Com uma das maiores concentrações de renda (que não pára de crescer), o Brasil, segundo a Comunidade Solidária, já conta trinta e dois milhões de miseráveis. Sem investimentos sociais, faltam-nos saúde, educação e segurança social. Assim, enquanto o desemprego, as drogas, a AIDS e outras doenças avançam, a corrupção, a criminalidade e a impunidade tomam conta do País. Nas ruas de nossas grandes cidades, já não temos o direito de ir e vir, sem o risco de sermos assaltados e assassinados. Os nossos presídios são masmorras medievais; ao invés de ressocializarem os criminosos, são escolas do crime ou depósitos de homens, enjaulados como bichos, nos porões do inferno. Os nossos índios são, fria e brutalmente, assassinados; e não temos uma política indigenista que mereça tal nome. As crianças e os velhos abandonados são aos milhões e a assistência ao idoso simplesmente não existe. O Brasil é um dos países que mais discriminam, maltratam e marginalizam os idosos, pagando aposentadorias e pensões que nunca atendem às suas necessidades básicas. Mas esses ainda são privilegiados, porque uma grande população de idosos, sem família, moradia, ou qualquer tipo de assistência, ocupação e lazer, não tem outra alternativa senão a solidão das ruas. Da mesma forma, as crianças abandonadas, fora da escola (prostituídas ou submetidas ao trabalho escravo), são uma vergonha nacional e uma violação dos direitos da criança.

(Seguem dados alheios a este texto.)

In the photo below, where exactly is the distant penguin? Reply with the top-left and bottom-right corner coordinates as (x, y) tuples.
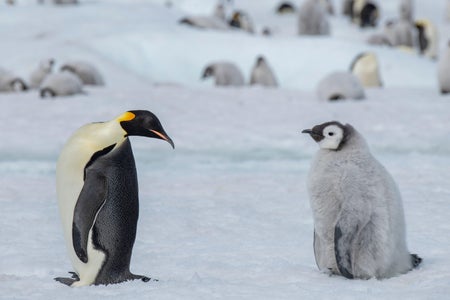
(319, 0), (334, 15)
(415, 19), (439, 59)
(350, 52), (383, 87)
(437, 41), (450, 94)
(302, 121), (422, 279)
(55, 110), (174, 287)
(298, 0), (330, 35)
(40, 71), (83, 98)
(317, 71), (366, 101)
(276, 2), (295, 15)
(228, 10), (255, 33)
(351, 0), (379, 27)
(213, 3), (227, 21)
(61, 60), (105, 85)
(202, 62), (245, 86)
(399, 0), (414, 24)
(250, 56), (278, 87)
(384, 19), (415, 47)
(53, 0), (79, 5)
(179, 16), (230, 30)
(30, 59), (55, 89)
(342, 0), (354, 17)
(0, 68), (28, 92)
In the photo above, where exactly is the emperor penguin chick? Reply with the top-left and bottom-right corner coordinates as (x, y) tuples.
(0, 68), (28, 92)
(55, 110), (174, 287)
(414, 19), (439, 59)
(350, 52), (383, 87)
(317, 71), (366, 101)
(61, 60), (105, 85)
(40, 71), (83, 98)
(30, 59), (55, 89)
(302, 121), (422, 279)
(250, 56), (278, 87)
(298, 0), (330, 35)
(202, 62), (245, 86)
(437, 41), (450, 94)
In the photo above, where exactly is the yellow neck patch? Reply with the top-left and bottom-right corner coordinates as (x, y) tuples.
(116, 111), (136, 123)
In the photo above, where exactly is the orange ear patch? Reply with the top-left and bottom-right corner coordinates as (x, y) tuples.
(117, 111), (136, 123)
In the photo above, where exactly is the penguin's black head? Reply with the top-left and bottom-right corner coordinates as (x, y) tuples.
(302, 121), (351, 151)
(202, 66), (214, 79)
(256, 55), (265, 66)
(118, 110), (175, 148)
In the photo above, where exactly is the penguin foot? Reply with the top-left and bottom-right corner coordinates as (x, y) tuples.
(54, 277), (78, 286)
(133, 274), (159, 282)
(411, 254), (422, 269)
(69, 272), (80, 281)
(54, 272), (80, 286)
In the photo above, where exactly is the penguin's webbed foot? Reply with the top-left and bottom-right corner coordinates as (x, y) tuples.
(54, 272), (80, 286)
(132, 274), (159, 282)
(54, 277), (78, 286)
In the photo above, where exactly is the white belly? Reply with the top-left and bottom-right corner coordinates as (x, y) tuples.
(56, 138), (105, 286)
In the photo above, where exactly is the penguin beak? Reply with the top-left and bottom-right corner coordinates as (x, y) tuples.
(150, 129), (175, 149)
(302, 129), (323, 142)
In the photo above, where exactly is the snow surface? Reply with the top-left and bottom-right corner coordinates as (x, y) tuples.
(0, 0), (450, 299)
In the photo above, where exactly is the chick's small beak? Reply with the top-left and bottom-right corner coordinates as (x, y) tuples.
(150, 130), (175, 149)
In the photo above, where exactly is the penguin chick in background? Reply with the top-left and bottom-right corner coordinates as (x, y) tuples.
(30, 59), (55, 89)
(350, 52), (383, 87)
(250, 56), (278, 87)
(438, 41), (450, 94)
(202, 62), (245, 86)
(55, 110), (174, 287)
(302, 121), (422, 279)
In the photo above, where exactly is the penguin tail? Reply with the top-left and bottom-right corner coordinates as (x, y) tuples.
(411, 254), (422, 269)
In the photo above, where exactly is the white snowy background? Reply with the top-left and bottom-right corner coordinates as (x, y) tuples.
(0, 0), (450, 299)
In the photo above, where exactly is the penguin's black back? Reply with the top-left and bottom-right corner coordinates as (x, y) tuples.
(85, 138), (139, 284)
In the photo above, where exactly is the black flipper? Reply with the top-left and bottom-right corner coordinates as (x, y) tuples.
(334, 225), (356, 279)
(72, 172), (107, 263)
(411, 254), (422, 269)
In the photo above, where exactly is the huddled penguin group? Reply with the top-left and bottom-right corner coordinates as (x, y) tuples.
(0, 58), (105, 98)
(202, 55), (278, 87)
(317, 52), (383, 101)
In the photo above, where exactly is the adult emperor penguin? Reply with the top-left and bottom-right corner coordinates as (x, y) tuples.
(250, 56), (278, 87)
(351, 0), (379, 27)
(438, 41), (450, 94)
(414, 19), (439, 59)
(302, 121), (422, 279)
(55, 110), (174, 287)
(350, 52), (383, 87)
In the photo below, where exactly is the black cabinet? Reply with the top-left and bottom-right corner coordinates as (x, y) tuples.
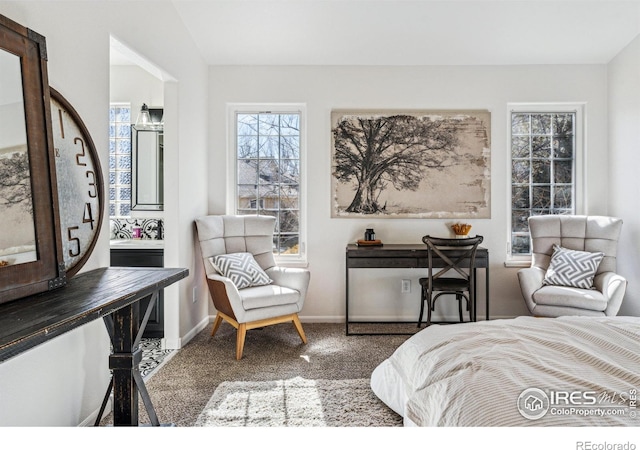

Por outro lado, em nome da modernidade, da produtividade e da qualidade total, as máquinas invadem o espaço do homem e milhões de trabalhadores são jogados nas ruas, sem qualquer política compensatória de empregos alternativos. Enquanto isso, a inflação, sentida nos bolsos, já começa a mostrar as suas garras.
No entanto, como se não bastassem tantas misérias, reduzem-se e congelam-se os salários, cortam-se os benefícios sociais e voltamos a uma nova servidão. Na verdade, para a economia (de modelo
neoliberal), o homem já não vale mais nada. Com a ajuda da técnica, a economia pouco precisa dele, a não ser para consumir seus produtos. Com o triunfo da técnica, o homem já não conta, virou sucata biológica, tornou-se ‘paixão inútil’.
Assim, através dessa lógica diabólica, dessa lógica do horror, aumenta-se a opressão e a injustiça, floresce a corrupção, o vício, o crime e cresce a miséria social.
SIMÕES, Rubens Nery. O Fracasso da Civilização Tecnológica. Belo Horizonte: Editora O Lutador, 2001.